I created this project as part of my M.S. in the spring of 2021. The intent was to learn about the low-level architecture of a computer processor by designing one myself with VHDL. In addition to the description of the processor architecture, I created an instruction set and a simple assembler that would compile a program to machine code, to be loaded into the processor’s memory and executed.

The Processor

This processor has a 4-stage pipeline. The stages are:

1. Instruction Fetch — read the current instruction from memory
2. Instruction Decode — Determine which microinstructions are necessary to complete the instruction
3. Execution — Performs the caculations required by the current instruction
4. MEM — Handles memory accesses, moving data between memory and registers
5. Writeback — Write the result of the calculation to the required register

Since my experience with VHDL (and Hardware Description Languages in general) is entirely limited to this project, I chose to implement as few instructions as possible while still having enough instructions to write any program I want. The instruction set consists of NOOP, JMP, STORE, JNZ, JEZ, LOAD, LOADI, ADD, SUB, MUL, DIV, AND, and OR.

The Assembler

The assembler for this processor, written in python, supports several convenience features such as aliasing values for code readability and labelling lines for easier branching. A basic example of a program looks like this:

#alias
$DEAD 0xdead
$DADR 0x0
$BEEF 0xbeef
$BADR 0x1

#data
$DADR $DEAD
$BADR $BEEF
0x2 0x1234

#start
LOADI %0 $DADR
LOAD %0 %0
ADD %0 %0 %0
LOADI %1 $BADR
LOAD %1 %1

Perhaps the most exciting part, however, is its ability to reorder instructions to prevent the pipeline from stalling while loading values from memory. Since a memory load takes longer than other instructions, the assembler needs to insert two NOOP instructions before it can continue to the next line. Instead, the program can be more efficient by beginning the load instruction before it is needed, and running two other instructions instead of the NOOPs.

Takeaways

This project was a lot of fun to work on! I really enjoyed getting hands-on with CPU microarchitecture, and learning how to describe it in VHDL. I also really liked writing my simple compiler and seeing the code actually running on the hardware (via a waveform simulator) was very rewarding.
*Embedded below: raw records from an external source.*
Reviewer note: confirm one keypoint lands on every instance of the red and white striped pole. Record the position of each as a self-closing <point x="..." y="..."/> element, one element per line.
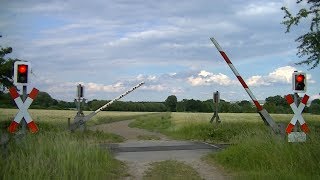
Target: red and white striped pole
<point x="264" y="113"/>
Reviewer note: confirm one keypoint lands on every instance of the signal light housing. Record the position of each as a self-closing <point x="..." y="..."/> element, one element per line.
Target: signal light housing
<point x="299" y="82"/>
<point x="21" y="73"/>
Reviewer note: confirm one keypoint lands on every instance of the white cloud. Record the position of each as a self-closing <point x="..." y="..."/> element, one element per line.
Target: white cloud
<point x="207" y="78"/>
<point x="157" y="87"/>
<point x="260" y="9"/>
<point x="281" y="75"/>
<point x="142" y="77"/>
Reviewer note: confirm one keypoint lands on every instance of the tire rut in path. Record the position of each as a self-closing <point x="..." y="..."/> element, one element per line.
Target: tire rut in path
<point x="139" y="162"/>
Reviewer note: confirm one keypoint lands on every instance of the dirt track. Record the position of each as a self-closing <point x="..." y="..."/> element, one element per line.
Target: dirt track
<point x="138" y="162"/>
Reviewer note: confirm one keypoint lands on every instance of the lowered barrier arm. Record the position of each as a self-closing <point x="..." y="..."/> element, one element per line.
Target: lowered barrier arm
<point x="81" y="120"/>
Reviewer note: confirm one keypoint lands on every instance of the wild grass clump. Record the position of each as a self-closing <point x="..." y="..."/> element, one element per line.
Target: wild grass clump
<point x="259" y="155"/>
<point x="49" y="155"/>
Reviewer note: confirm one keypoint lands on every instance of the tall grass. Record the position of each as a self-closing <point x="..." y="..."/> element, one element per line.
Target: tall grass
<point x="50" y="155"/>
<point x="269" y="156"/>
<point x="55" y="153"/>
<point x="255" y="153"/>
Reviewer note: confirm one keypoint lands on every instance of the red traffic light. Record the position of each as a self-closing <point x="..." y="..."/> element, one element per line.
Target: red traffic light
<point x="22" y="68"/>
<point x="300" y="78"/>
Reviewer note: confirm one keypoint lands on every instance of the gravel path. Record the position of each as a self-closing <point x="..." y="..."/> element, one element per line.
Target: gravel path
<point x="138" y="162"/>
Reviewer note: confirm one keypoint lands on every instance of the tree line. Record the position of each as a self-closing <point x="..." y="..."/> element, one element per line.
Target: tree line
<point x="274" y="104"/>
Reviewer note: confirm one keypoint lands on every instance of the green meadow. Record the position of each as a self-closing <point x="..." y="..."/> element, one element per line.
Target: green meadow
<point x="253" y="151"/>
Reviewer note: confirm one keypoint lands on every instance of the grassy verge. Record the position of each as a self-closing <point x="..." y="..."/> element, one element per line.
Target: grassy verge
<point x="170" y="169"/>
<point x="155" y="122"/>
<point x="256" y="152"/>
<point x="55" y="153"/>
<point x="51" y="155"/>
<point x="270" y="157"/>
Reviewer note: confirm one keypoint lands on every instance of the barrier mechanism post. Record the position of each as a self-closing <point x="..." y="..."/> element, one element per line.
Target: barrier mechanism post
<point x="216" y="100"/>
<point x="23" y="122"/>
<point x="80" y="120"/>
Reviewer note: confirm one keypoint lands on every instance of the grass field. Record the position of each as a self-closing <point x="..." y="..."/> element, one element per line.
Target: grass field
<point x="55" y="153"/>
<point x="255" y="153"/>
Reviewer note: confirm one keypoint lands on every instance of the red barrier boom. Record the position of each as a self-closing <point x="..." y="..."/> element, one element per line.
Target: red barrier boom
<point x="263" y="113"/>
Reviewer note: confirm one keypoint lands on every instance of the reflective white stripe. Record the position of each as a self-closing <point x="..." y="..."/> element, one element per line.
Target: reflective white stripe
<point x="250" y="94"/>
<point x="234" y="70"/>
<point x="119" y="97"/>
<point x="216" y="44"/>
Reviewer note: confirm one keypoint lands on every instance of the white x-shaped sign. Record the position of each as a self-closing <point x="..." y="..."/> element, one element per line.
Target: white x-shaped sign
<point x="297" y="114"/>
<point x="23" y="110"/>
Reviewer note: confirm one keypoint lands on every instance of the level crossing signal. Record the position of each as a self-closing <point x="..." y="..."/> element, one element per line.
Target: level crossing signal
<point x="299" y="82"/>
<point x="21" y="74"/>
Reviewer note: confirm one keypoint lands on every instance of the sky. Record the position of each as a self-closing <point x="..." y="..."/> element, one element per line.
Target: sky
<point x="110" y="46"/>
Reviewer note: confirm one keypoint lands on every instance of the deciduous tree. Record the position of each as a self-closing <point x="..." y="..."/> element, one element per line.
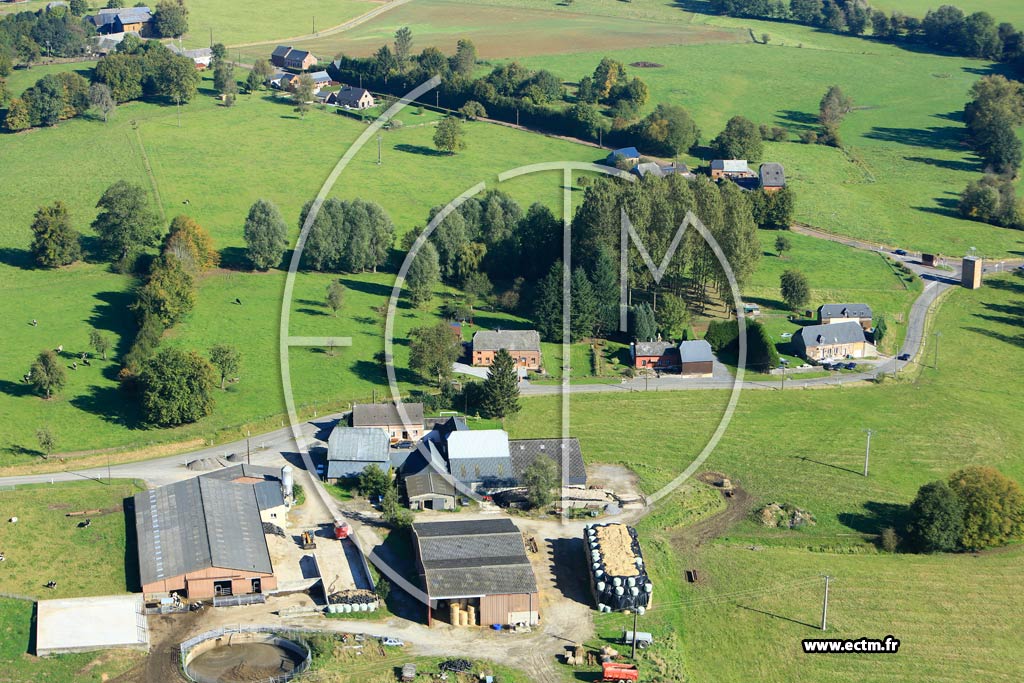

Some of my choices in the design of the processor were quite limiting, such as only having 4 general-purpose registers and having such a limited instruction set. I also made some questionable choices regarding how my code is laid out due to my inexperience with VHDL.

The project was originally written with a student edition of ModelSim, but I never uploaded the code to GitHub until I wanted to post about it here. As a result, I had to rewrite some portions of the code to work with GHDL, an open-source VHDL simulator. If you want more details, the source is now up on GitHub along with the final report I submitted with the project.